Gordon is a real estate man who lives on a 100-acre farm in Potomac. His 23-year-old daughter, Lisa, operates the farm, and was responsible for purchasing Troop C last year. She did it quietly.
She always kept it a secret," Gordon said. "She kept him hidden. He was an old bowed horse, thin as a rail, and I think she paid more money for him than I would have approved of . . . I came across an old canceled check for $800 made out to a man in Philadelphia, and I think that's what the horse cost."
Though physically unimpressive, Troop C turned out to be an admirable thoroughbred in other respects.
"He's a smart old horse," Gordon said. "In his stall he's a gentleman, and when he'd go out to gallop he was all business. When we'd take him to the little training track on our farm, he loved to run."
One of Lisa's friends aspired to ride the gelding in a point-to-point race this spring, and so Troop C spent the winter training, even in the snow. He was so fit for the race in Potomac that even after being left at the post, 20 lengths behind, he caught the pack. Soon thereafter he won a Howard Country point-to-point race, emboldening Gordon to think that Troop C might have a future in racetrack competition.
That was a rather optimistic note, for Troop C's past was not exactly glorious-his only victory had come in a maiden race at Delaware Park in 1973-and horses rarely hit their peak at the age of 9.
But horses have a way of stimulating optimism in the people around them and Gordon began to think that Troop C might fare creditably in a low-priced claiming race at Pimplico. So he sent the horse to Baltimore for a workout to familiarize him with the track. Jockey Javier Canessa drilled him six furlongs and told Gordon the horse was ready to run well.
On Saturday, Gordon saddled Troop C for a $4,000 claiming race. Then he watched with delight as the horse broke surprisingly well and was running second as the field hit the first turn.
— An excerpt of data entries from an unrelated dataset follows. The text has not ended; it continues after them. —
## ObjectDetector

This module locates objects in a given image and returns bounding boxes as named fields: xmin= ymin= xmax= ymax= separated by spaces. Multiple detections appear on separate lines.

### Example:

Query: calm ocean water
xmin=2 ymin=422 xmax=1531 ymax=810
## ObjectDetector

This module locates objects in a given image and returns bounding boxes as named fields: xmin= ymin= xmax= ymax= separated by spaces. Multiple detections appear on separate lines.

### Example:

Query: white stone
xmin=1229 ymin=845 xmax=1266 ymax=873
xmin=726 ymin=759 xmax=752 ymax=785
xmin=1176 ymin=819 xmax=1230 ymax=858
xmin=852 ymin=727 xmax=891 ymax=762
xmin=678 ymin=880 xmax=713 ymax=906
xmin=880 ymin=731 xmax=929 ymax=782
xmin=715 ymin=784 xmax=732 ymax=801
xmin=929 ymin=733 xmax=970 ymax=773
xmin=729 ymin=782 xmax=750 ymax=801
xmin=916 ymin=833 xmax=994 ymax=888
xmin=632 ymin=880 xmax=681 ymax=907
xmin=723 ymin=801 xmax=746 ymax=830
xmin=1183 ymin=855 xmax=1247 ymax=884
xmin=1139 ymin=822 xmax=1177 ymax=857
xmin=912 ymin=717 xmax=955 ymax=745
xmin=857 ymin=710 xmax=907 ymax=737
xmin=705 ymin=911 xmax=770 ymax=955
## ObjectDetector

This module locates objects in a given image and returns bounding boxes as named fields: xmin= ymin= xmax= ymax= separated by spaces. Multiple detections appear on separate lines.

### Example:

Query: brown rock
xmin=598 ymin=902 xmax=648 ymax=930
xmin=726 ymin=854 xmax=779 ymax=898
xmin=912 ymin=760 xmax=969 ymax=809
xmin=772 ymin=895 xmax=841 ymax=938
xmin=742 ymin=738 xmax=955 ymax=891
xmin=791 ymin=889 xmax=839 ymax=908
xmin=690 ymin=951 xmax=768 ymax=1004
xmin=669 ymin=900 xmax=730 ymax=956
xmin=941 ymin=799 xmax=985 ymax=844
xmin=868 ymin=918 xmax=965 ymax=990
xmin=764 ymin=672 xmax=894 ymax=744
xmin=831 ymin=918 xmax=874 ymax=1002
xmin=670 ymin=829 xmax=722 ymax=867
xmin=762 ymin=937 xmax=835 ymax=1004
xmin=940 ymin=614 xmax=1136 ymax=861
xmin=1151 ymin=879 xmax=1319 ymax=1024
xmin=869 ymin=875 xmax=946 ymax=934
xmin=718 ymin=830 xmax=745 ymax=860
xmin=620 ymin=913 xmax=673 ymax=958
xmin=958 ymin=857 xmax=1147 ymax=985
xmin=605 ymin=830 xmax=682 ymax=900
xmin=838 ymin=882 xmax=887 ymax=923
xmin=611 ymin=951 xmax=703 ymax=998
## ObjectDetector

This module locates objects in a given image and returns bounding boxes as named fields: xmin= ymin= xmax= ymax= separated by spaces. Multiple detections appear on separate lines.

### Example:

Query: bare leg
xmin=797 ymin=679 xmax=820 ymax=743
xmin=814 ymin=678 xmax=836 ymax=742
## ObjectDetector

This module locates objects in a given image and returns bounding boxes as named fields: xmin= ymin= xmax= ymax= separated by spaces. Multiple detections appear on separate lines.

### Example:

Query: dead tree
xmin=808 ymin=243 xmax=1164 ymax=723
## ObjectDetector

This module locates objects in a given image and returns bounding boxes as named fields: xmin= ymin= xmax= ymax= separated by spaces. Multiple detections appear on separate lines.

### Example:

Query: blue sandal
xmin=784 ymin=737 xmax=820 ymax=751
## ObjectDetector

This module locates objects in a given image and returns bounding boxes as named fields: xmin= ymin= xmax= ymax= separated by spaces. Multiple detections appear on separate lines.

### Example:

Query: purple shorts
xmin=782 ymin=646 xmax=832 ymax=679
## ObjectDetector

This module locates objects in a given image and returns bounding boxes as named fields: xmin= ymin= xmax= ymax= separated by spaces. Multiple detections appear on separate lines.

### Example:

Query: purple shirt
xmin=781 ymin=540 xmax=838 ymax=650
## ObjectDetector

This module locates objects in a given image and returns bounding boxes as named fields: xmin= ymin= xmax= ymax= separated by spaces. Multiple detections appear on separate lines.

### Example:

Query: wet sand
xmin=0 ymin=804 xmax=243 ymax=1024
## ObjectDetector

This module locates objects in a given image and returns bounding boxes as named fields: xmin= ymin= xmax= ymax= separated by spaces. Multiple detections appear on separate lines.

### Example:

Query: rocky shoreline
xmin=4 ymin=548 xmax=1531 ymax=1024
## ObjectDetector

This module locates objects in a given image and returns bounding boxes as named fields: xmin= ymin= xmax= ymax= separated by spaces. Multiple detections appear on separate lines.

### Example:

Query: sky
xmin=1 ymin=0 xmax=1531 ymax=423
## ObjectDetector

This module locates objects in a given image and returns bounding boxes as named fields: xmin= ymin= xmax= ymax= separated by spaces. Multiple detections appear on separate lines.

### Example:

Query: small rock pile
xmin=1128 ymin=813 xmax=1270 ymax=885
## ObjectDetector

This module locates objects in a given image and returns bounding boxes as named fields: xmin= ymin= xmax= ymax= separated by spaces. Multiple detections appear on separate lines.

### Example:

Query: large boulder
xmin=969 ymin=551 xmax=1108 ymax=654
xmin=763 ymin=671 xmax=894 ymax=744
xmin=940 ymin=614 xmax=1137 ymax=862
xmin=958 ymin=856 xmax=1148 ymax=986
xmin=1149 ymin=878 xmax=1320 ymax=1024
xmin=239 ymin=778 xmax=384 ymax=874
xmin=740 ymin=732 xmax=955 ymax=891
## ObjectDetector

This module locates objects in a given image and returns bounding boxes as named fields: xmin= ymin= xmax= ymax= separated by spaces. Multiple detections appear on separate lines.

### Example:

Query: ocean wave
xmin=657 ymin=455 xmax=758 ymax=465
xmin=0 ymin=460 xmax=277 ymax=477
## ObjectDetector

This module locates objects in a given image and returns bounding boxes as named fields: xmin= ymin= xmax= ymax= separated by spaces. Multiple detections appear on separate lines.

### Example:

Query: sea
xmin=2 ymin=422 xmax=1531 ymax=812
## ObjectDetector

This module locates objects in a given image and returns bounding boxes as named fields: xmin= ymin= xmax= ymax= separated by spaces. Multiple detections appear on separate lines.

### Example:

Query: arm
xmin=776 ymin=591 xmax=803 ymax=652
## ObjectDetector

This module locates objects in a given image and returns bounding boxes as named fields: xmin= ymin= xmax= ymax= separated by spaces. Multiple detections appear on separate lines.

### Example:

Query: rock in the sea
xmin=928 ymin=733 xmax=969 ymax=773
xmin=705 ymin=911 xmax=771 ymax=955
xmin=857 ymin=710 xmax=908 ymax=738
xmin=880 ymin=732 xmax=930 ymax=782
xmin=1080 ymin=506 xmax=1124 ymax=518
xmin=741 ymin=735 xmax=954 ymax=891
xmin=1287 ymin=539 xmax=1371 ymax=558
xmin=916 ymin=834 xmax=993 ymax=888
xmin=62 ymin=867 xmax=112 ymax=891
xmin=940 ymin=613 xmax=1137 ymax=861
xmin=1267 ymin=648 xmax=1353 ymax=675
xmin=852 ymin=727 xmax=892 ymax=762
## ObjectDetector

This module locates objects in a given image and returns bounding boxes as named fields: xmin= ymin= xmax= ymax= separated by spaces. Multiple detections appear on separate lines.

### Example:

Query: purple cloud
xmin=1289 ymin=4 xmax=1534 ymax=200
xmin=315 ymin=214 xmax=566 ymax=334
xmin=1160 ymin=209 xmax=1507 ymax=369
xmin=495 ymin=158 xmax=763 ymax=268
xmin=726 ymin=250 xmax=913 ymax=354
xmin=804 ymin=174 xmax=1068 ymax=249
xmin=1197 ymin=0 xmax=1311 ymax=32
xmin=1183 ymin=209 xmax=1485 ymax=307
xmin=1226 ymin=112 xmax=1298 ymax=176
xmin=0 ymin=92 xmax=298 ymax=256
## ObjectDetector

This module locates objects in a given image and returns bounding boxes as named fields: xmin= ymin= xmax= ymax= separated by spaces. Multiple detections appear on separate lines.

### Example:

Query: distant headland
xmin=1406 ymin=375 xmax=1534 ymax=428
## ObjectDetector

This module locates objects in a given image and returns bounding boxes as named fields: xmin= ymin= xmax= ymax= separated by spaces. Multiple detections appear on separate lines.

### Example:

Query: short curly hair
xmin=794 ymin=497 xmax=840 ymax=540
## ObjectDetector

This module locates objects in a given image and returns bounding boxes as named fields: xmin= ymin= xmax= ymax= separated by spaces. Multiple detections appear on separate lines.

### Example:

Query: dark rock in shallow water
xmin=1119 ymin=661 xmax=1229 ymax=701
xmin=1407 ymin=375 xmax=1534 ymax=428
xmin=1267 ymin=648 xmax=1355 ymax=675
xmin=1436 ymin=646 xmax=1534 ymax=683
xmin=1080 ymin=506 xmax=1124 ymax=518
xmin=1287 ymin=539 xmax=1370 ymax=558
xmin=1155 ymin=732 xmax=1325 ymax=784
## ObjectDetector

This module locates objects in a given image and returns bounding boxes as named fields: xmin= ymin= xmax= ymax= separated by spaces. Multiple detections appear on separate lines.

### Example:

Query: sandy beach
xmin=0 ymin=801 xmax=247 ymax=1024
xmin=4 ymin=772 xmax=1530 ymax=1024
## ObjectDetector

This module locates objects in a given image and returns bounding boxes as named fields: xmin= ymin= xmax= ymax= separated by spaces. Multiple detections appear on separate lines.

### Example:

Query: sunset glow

For a moment, suspicious horseplayers in the crowd must have thought that, indeed, a betting coup was in progress.
But Troop C's moment of glory was fleeting. By the time he had run a half mile he was not out of contention and after three quarters he was last. An at the finish line was an ignominous last, 20 lengths behind the next-to-last horse.
That should mark the end of Troop C's racetrack career.But while other slow 9-year-old horses might be destined for the glue factory, he can look forward to a happy retirement, running in occassional hunt races and munching grass on a farm in Potomac.
For a horse who has managed to win only one minor flat race in seven years, life has treated Troop C well.